Now here i want to create index different index based on Process name. Can i know how to use if else in the logstash output to elastics search and create index based on process name

Thanks and regards
Lokesh babloo

Badger · November 26, 2020, 4:05pm

If you just want to use the Process_name field as the index name then

 index => "%{Process_name}"

lokeshbabloo · November 26, 2020, 4:24pm

Hi @Badger ,

Thank you for your reply

but here i will be getting different process_name like "ATMTH1" as one of the process name and "WEBSVR1" as other process name. if my log contains the Process_name as "ATMTH1" , i want to create an index named as "ATMTH1" in the elastics search. and if my process_name contains the process name as "WEBSVR1" , i want to create another index named as "WEBSVR1" as another index. so like if else condition in logstash output towards elasticsearch , any idea Badger?

Badger · November 26, 2020, 5:05pm

That is exactly what the sprintf field reference I suggested will do.

lokeshbabloo · November 26, 2020, 5:28pm

Hi @Badger I tried with index => "%{Process_name}"

i am getting this error in output as it is not allowing the uppercase

[2020-11-26T22:55:19,623][ERROR][logstash.outputs.elasticsearch][main][6a5880b3351b6e202183bdc3669dd469ae35d8a1fec3a6b90ad56097065a3209] Could not index event to Elasticsearch. {:status=>400, :action=>["index", {:_id=>nil, :_index=>"WEBSVR1", :routing=>nil, :_type=>"_doc"}, #LogStash::Event:0x64f3cc21], :response=>{"index"=>{"_index"=>"WEBSVR1", "_type"=>"_doc", "_id"=>nil, "status"=>400, "error"=>{"type"=>"invalid_index_name_exception", "reason"=>"Invalid index name [WEBSVR1], must be lowercase", "index_uuid"=>"na", "index"=>"WEBSVR1"}}}}

Badger · November 26, 2020, 6:23pm

OK, you are going to have to put up with websvr1 as the index name.

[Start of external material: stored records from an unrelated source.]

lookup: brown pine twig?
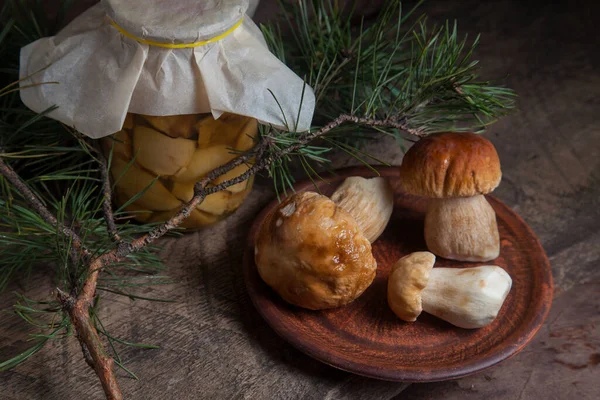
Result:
[0,114,425,400]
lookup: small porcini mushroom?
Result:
[388,252,512,329]
[331,176,394,243]
[254,192,377,310]
[400,133,502,261]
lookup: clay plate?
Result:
[244,167,553,382]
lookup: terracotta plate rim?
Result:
[243,166,554,383]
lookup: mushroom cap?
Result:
[400,132,502,198]
[255,192,377,310]
[388,251,435,321]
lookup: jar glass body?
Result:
[101,113,258,229]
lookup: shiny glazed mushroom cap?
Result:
[400,132,502,198]
[388,251,435,321]
[255,192,377,310]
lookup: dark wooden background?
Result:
[0,0,600,400]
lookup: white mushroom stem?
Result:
[425,195,500,261]
[421,265,512,329]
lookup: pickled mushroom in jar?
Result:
[102,113,258,229]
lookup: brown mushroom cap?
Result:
[255,192,377,310]
[400,132,502,198]
[388,251,435,321]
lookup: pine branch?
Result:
[96,146,121,244]
[0,153,91,264]
[0,114,421,399]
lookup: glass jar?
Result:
[101,113,258,229]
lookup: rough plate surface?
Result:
[244,167,553,382]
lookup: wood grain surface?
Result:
[244,167,553,382]
[0,0,600,400]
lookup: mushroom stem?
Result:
[421,265,512,329]
[425,195,500,261]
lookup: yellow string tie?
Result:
[110,18,244,49]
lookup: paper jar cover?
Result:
[20,0,315,138]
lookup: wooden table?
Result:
[0,0,600,400]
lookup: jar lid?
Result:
[102,0,248,43]
[19,0,315,138]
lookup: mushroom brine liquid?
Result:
[102,113,258,229]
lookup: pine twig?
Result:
[0,157,91,265]
[96,151,121,243]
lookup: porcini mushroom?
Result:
[400,133,502,261]
[331,176,394,243]
[388,251,512,329]
[255,192,377,310]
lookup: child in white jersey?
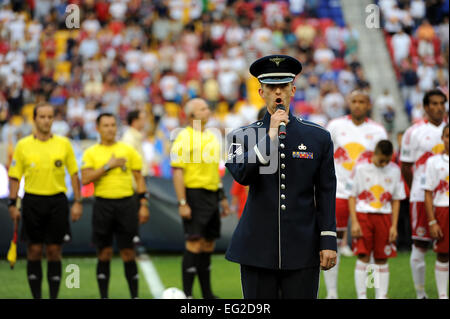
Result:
[348,140,406,299]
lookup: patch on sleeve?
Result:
[228,143,243,160]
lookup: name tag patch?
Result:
[292,151,314,159]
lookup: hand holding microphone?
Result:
[269,99,289,140]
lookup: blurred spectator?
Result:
[0,0,442,176]
[409,0,426,25]
[374,89,395,133]
[322,85,345,119]
[392,29,411,65]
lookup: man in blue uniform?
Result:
[226,55,337,299]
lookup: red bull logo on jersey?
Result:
[416,143,444,169]
[434,175,449,197]
[358,185,392,209]
[292,151,314,159]
[334,142,372,171]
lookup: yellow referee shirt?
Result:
[8,135,78,196]
[81,142,142,199]
[171,126,220,191]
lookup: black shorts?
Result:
[21,193,71,245]
[92,196,139,249]
[183,188,220,240]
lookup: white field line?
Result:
[137,254,164,299]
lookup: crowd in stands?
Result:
[378,0,449,123]
[0,0,448,177]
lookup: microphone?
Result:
[277,99,286,140]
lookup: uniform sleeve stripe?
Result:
[320,231,337,237]
[253,145,269,165]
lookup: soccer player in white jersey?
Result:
[400,89,447,299]
[324,90,387,299]
[348,140,406,299]
[422,124,449,299]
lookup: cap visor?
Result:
[259,78,294,84]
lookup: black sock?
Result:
[197,252,214,299]
[182,250,200,297]
[124,260,139,298]
[47,261,61,299]
[27,260,42,299]
[97,260,110,299]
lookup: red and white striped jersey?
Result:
[327,115,387,199]
[421,154,449,207]
[400,121,446,202]
[347,160,406,214]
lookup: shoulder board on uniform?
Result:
[295,116,328,132]
[231,121,263,134]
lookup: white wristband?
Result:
[428,219,437,226]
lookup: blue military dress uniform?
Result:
[225,55,337,299]
[226,112,337,270]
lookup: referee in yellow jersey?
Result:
[81,113,149,299]
[8,103,83,299]
[171,98,230,299]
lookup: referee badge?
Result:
[55,160,62,167]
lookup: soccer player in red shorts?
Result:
[400,89,447,299]
[323,90,387,299]
[423,124,449,299]
[348,140,406,299]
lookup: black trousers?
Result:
[241,265,320,299]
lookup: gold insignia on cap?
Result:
[269,57,286,66]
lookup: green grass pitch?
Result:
[0,251,437,299]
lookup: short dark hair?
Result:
[422,89,447,106]
[95,112,116,125]
[127,110,141,125]
[375,140,394,156]
[33,102,56,120]
[258,106,267,121]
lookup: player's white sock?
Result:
[409,244,427,299]
[434,260,448,299]
[374,264,389,299]
[323,239,341,299]
[355,259,369,299]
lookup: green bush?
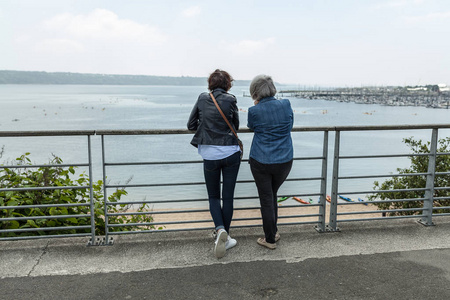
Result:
[369,137,450,216]
[0,152,155,237]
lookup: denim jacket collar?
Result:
[259,96,277,103]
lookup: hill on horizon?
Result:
[0,70,251,86]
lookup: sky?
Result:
[0,0,450,86]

filter { mutate { lowercase => [ "Process_name" ] } }

lokeshbabloo · December 18, 2020, 1:16pm

Hi @Badger yeah thats working. Thank you so much.

system · January 15, 2021, 1:16pm

This topic was automatically closed 28 days after the last reply. New replies are no longer allowed.